Денисон помотал головой.
– А знаете, Селена, вы ведь редкий феномен. Вас бы должны изучать специалисты по молекулярной биологии.
– Вы так думаете? Меня эта перспектива что-то не увлекает.
– Лет пятьдесят назад был период сильного увлечения генетическим конструированием. А затем оно…
– Я знаю, – перебила Селена. – Оно ни к чему не привело, и его даже запретили – насколько можно запретить, научные исследования. Мне известны люди, которые продолжают заниматься этой темой.
– Специализируясь на интуизме?
– По-моему, нет.
– А! Но ведь я к этому и веду. В то время, когда генетическое конструирование достигло наибольшего расцвета, была произведена попытка стимулировать интуицию. Практически все великие ученые обладали высокоразвитой интуицией, и возникло мнение, что именно она лежит в основе оригинального мышления. Вывод о том, что особая интуиция связана с какой-то специфической комбинацией генов, напрашивался сам собой, и было выдвинуто немало гипотез о характере такой комбинации.
– Мне кажется, таких комбинаций может быть очень много.
– А мне кажется, что ваша интуиция вас опять не подвела, если это заключение подсказала вам она. Однако кое-кто считал, что в этой комбинации решающую роль играет очень маленькая группа связанных генов, если не один какой-то ген, так что можно говорить о неком «гене интуиции»… Затем генетическому конструированию пришел конец.
– Как я и сказала.
– Но незадолго до этого, – продолжал Денисон, словно не заметив, что она его перебила, – была предпринята попытка изменить гены так, чтобы повысить степень интуизма, и, по утверждению некоторых, она увенчалась определенным успехом. Если это так, то по законам наследственности… А из родителей вашего отца или матери никто не принимал участие в этих экспериментах?
– Насколько мне известно, нет, – ответила Селена. – Но отрицать этого категорически я не могу. Что-нибудь подобное не исключено… Однако с вашего разрешения, я ничего выяснять не стану. Предпочитаю оставаться в неведении.
– В этом есть смысл.
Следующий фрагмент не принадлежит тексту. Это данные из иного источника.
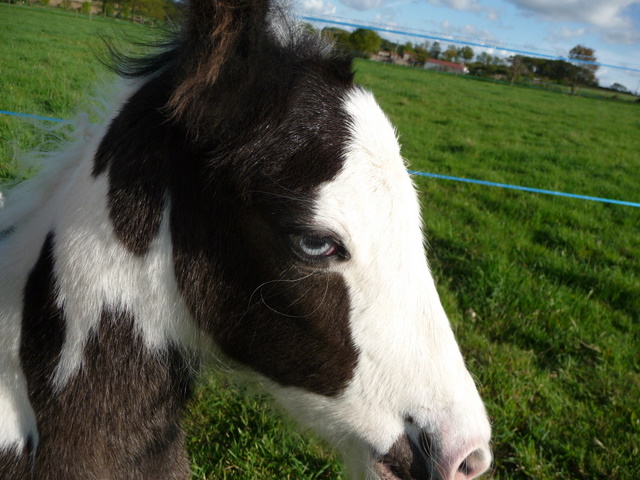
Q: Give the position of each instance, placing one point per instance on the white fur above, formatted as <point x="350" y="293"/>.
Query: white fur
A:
<point x="409" y="363"/>
<point x="93" y="269"/>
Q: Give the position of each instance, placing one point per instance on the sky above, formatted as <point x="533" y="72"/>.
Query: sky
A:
<point x="551" y="27"/>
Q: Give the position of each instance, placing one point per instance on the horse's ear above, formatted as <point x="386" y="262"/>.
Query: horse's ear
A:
<point x="214" y="33"/>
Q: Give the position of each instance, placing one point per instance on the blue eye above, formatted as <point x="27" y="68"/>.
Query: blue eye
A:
<point x="316" y="246"/>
Генетическое конструирование породило столько опасений и кривотолков, что вряд ли тот, на кого оно наложило свой отпечаток, может рассчитывать на благожелательное отношение окружающих… Утверждалось, например, что интуизм неотделим от некоторых крайне нежелательных качеств.
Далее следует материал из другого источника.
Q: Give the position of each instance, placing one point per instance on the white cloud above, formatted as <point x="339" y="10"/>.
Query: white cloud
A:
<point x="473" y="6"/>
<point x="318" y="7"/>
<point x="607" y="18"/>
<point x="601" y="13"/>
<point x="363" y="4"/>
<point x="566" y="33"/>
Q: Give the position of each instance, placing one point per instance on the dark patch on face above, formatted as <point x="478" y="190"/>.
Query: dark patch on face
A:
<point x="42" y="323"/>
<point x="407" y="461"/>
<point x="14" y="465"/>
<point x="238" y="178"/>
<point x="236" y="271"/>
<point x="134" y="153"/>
– Разрешите вас поблагодарить!
– Так ведь не я же это утверждаю! Во всяком случае, интуиция пробуждает зависть и враждебность в других людях. Даже такой кроткий и во все отношениях симпатичный интуист, как Майкл Фарадей, вызывал зависть и ненависть у Хэмфри Дэви. А способность вызывать зависть – тоже своего рода нежелательное качество. Вот и в вашем случае…
– Неужели я вызываю у вас зависть и ненависть? – спросила Селена.
– У меня-то, пожалуй, нет. А у Невилла?
Селена промолчала.
– К тому времени, когда вы сблизились с Невиллом, – продолжал Денисон, – среди ваших знакомых, вероятно, уже было известно, что вы – интуистка?
– Ну, известно – это слишком сильно сказано. Вероятно, кто-нибудь и подозревал, но здешние физики любят делиться успехом не больше, чем земные, а потому, я думаю, они убедили себя, что мои идеи были лишь случайной, хотя и счастливой догадкой, не больше. Но Бэррон, конечно, знал.
– А-а, – многозначительно протянул Денисон.
Губы Селены чуть дернулись.
– У меня такое ощущение, что вам хочется сказать: «А, так вот почему он с вами связался».
– Нет, Селена, ничего подобного. В вас вполне можно влюбиться и без всякой задней мысли.
– Мне тоже так кажется, но одно другого не исключает, а Бэррон не мог не заинтересоваться моим интуизмом. Почему бы и нет? Но он настоял, чтобы я по-прежнему работала гидом. Он заявил, что я – важная статья естественных ресурсов Луны и он не желает, чтобы Земля монополизировала меня, как она монополизировала синхрофазотрон.